Highlights
- Italy has historically relied heavily on imported natural gas, with the country now seeking to increase domestic production
- The domestic gas market has become more favourable, both in terms of pricing as well as in securing regulatory approvals
- Po Valley Energy has assets in Italy, which place it well within the domestic natural gas production scene
Before the conflict in the Ukraine, Italy relied on the overseas market for as much as 90% of its natural gas supply. Italy does not have nuclear capability to meet energy needs, and only two coal plants are in operation. There is little doubt that the country is increasingly looking inward to meet its energy requirements. Against this backdrop, the Australian Securities Exchange listed natural gas player Po Valley Energy (ASX: PVE) is positioning itself in the attractively priced Italian domestic market.
PVE has over two decades of experience in the sector, and its broad portfolio of natural gas fields in Italy is a big advantage. Let us know more about Po Valley’s opportunities in Italy’s natural gas market and the company’s operations.
Source: PVE Investor Presentation
Favourable environment
As stated earlier, Italy has mostly relied on imported natural gas due to scarcity of domestic production. Now, the government is looking to cut its reliance on imports, particularly from Russia. It is estimated that gas imports from Russia are to be reduced by approximately 29 bcm each year, beginning from 2022. Former Prime Minister Mario Draghi, who is also a prominent economist, has commented that Italy must increase domestic production because this would make things more "manageable" and "cheaper".
Separately, according to a report cited by Po Valley in its recent Investor Presentation, domestic gas price in Italy spiked more than 10 times since the beginning of the market changes. To be specific, the increase was from approximately €0.2/scm to approximately €2.20 /scm. In December last year it averaged approximately €1.25 /scm. As a result of shortages and price surge, regulatory environment in Italy has become favourable for domestic producers claims the Company.
Po Valley's Italy portfolio
The ASX-listed company’s Selva Malvezzi – Podere Maiar 1 (PM-1) well is in Po Plain (eastern part), Italy. The final production concession was received in July last year, while the Environmental Impact Assessment approval had come in April 2022. In a drilling program, Po Valley intersected two identified gas reservoirs -- C1 (flow rate of 129,658 scm/d), and C2 (flow rate of 148,136 scm/d).
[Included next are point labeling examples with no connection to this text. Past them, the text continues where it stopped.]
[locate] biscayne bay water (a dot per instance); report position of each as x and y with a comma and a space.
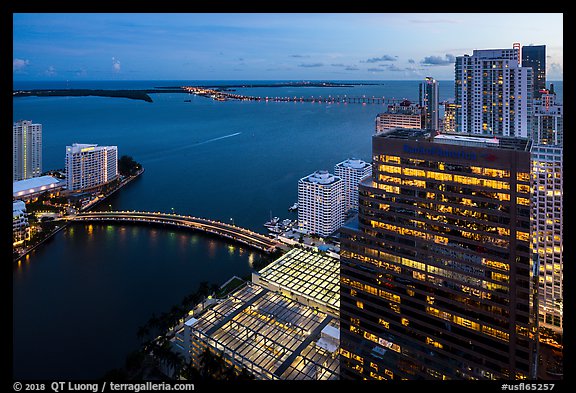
80, 298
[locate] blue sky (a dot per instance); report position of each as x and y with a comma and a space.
269, 46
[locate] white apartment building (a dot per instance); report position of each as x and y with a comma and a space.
494, 93
352, 171
26, 150
90, 165
320, 203
548, 120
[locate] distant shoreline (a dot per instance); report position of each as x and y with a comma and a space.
132, 94
143, 94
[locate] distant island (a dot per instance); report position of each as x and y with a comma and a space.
132, 94
144, 93
278, 84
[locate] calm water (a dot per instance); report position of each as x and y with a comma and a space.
79, 300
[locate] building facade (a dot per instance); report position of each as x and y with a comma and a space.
450, 117
548, 120
437, 278
20, 225
26, 150
403, 115
547, 232
320, 203
547, 206
534, 56
428, 93
493, 94
90, 165
352, 171
31, 189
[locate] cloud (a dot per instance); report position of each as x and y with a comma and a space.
438, 60
50, 71
115, 65
379, 59
311, 65
434, 21
18, 65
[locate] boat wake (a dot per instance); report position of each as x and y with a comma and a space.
159, 156
217, 139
Source: PVE Investor Presentation
PVE is building a gas plant and pipeline on site to connect to the SNAM grid. Notably, SNAM SpA owns the connection to the domestic gas grid, and gas from PM-1 of PVE meets the grid requirements with minimal processing. PVE has stated that Selva is a “repeatable and proven low-cost” gas play. An offtake agreement has been signed with BP Gas Marketing Limited (subsidiary of BP International) for supply of gas from PM-1.
Source: PVE Investor Presentation
PM-1 plant has a base production capacity of 150,000 scm/d, and PVE states that this capacity can be easily increased. Operating costs are estimated to be nearly €0.6MM/year. Under the BP agreement, the company would supply over 37,000,000 standard cubic metres of gas.
The other licences held by PVE's Italy subsidiary PVO include AR94PY (offshore Adriatic, Northern Italy), Torre del Moro (having the Torre del Moro gas prospect), and Cadelbosco [Zini (Qu-B), Zini (Qu-A), Canolo (Qu-A) and Canolo Pliocene gas prospects].